Cisco has released patches for three vulnerabilities in its Secure Access Control System, including two flaws that could enable a remote attacker to take complete control of an affected system.
Cisco’s Secure ACS is part of the company’s TrustSec solution, which the company says “supports the increasingly complex policies needed to meet today’s new demands for access control management and compliance.” The system contains three separate vulnerabilities: a privilege-escalation flaw, an unauthenticated user access bug and an operating system command-injection flaw. The latter two are the most serious, Cisco said.
“A vulnerability in the RMI interface of Cisco Secure Access Control System (ACS) could allow an unauthenticated, remote attacker to access the ACS via the RMI interface,” the Cisco advisory says.
“The vulnerability is due to insufficient authentication and authorization enforcement. An attacker could exploit this vulnerability by accessing the ACS via the RMI interface. An exploit could allow the attacker to access the ACS and perform administrative actions.”
The second remotely exploitable bug is the command-injection flaw.
“A vulnerability in the web interface of Cisco Secure ACS could allow an authenticated, remote attacker to inject operating system-level commands,” the advisory says.
“The vulnerability is due to insufficient input validation. An attacker could exploit this vulnerability by injecting operating system commands into a specific location of the ACS web interface.
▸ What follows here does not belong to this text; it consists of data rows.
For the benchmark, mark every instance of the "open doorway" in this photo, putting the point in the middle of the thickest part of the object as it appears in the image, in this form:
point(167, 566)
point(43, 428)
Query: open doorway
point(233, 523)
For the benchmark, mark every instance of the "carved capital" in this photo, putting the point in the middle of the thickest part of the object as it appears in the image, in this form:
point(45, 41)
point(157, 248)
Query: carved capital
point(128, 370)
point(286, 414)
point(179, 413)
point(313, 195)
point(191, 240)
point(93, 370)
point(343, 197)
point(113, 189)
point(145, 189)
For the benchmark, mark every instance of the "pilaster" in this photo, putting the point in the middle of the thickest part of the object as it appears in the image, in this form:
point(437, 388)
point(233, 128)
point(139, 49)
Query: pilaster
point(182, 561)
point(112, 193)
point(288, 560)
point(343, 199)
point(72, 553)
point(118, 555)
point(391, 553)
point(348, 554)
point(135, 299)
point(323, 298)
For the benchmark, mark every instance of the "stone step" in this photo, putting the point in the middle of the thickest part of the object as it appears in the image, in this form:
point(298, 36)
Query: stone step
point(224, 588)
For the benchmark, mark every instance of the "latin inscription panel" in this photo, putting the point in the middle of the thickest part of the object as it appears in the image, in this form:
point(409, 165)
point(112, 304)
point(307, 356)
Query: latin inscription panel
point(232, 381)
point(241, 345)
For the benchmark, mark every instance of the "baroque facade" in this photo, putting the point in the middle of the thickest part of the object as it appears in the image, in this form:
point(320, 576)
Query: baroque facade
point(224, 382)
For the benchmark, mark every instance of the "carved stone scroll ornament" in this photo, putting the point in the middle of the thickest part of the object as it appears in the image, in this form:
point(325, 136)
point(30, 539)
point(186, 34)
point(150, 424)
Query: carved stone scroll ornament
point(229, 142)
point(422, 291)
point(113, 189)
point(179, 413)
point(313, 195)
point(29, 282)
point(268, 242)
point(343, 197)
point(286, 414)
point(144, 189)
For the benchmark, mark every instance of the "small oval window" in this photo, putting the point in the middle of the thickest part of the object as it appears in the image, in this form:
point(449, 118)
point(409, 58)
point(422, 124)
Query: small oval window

An exploit could allow the attacker to perform operating system-level commands without shell access, impacting the confidentiality, integrity, or availability of the system.”
The privilege escalation flaw is far less serious and can only be exploited by a local authenticated user.
“A vulnerability in the RMI interface of Cisco Secure ACS could allow an authenticated, remote attacker to perform actions as superadmin,” Cisco says.